Jordanian jets peppered the border with air strikes as a warning to ISIS/DAASH militants. Unidentified jets were reported elsewhere, but they may have been Syrian.
The U.N. confirmed that 10 detainees were killed and 14 were wounded in Mosul, when Iraqi forces tossed a grenade in their cell. It is unclear when this occurred. Today, Iraqi air strikes were reported.
Twenty-five people were killed and 17 were wounded during air strikes in Baiji. Nineteen militants were killed in raids.
Around Balad, security forces killed 60 militants.
Thirty militants were killed near Falluja in Albu Shajal.
Security forces killed 24 gunmen in Saqlawiya.
In Jurf al-Sakhar, 36 militants were killed during a military operation.
Clashes continued in Adhaim after security forces were pushed out of the Himreen mountain area. At least 21 militants were killed.
In Qaim today, 20 civilians were killed and 93 were wounded when Syrian jets pounded the area.
The bodies of 12 policemen were found in Rutba. Eighteen civilians were killed and 42 more were wounded in an air strike against a petrol station. The "unidentified" aircraft may have been the same Syrian jets bombing other Iraq locations.

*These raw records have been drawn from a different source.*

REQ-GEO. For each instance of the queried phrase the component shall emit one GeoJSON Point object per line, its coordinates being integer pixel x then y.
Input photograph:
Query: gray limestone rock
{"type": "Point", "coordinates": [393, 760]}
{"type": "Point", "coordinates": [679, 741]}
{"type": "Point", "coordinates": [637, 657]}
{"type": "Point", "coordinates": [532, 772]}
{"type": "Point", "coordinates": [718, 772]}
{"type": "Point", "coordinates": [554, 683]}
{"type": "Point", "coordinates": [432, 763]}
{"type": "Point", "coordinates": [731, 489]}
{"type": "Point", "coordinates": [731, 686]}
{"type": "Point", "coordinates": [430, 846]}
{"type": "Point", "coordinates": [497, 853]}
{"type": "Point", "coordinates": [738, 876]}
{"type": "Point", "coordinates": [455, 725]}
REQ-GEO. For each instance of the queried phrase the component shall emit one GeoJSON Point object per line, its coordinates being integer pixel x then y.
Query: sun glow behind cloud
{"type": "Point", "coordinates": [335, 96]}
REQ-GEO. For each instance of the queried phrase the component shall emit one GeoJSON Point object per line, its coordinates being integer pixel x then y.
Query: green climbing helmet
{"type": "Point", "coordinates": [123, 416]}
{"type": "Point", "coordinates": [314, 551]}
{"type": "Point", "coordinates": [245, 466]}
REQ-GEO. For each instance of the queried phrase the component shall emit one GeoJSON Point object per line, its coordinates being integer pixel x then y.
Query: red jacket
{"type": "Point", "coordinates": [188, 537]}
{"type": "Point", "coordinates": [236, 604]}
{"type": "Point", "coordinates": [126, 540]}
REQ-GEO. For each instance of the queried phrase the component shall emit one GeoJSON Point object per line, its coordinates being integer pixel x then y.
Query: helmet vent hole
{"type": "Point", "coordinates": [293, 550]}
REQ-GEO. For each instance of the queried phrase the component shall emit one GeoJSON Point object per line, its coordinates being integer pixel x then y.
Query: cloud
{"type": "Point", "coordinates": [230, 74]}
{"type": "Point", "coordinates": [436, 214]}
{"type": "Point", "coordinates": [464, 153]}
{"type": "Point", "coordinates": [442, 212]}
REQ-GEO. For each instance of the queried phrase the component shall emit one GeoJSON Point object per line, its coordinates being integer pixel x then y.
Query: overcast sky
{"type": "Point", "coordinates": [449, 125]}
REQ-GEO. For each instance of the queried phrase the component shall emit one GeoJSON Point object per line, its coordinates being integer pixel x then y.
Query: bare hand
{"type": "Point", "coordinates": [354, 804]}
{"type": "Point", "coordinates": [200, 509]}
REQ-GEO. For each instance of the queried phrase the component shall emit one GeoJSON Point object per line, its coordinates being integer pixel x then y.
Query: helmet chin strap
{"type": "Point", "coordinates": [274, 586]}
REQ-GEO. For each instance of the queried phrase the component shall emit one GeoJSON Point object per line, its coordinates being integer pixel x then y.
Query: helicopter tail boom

Airstrikes in Husseiba killed seven militants and six civilians.
In Baghdad, three dumped bodies were found.
Militants in Kirkuk assassinated a Turkmen leader, who was the head of the city council. A second prominent Turkmen was assassinated hours later.
Security forces killed three militants including their leader, in Hashimiya.
Six security elements were wounded in a mortar attack in Habaniya.
In Jalawla, at least one officer was killed in violent clashes.
A civilian was gunned down in Muqdadiya.
A militant leader was killed, along with dozens of his followers, in Hor al-Basha.
The former Camp Anaconda near Yathrib, which is now the Bakr Air Base, sustained a mortar attack. Thirteen militants were killed, including their leader.
Several militants were killed in Tal Afar.
Government forces are still in control of the Baiji refinery and Haditha dam.
Militants kidnapped 180 civilians from the villages of Shiekhan and Kubba in Ninewa province.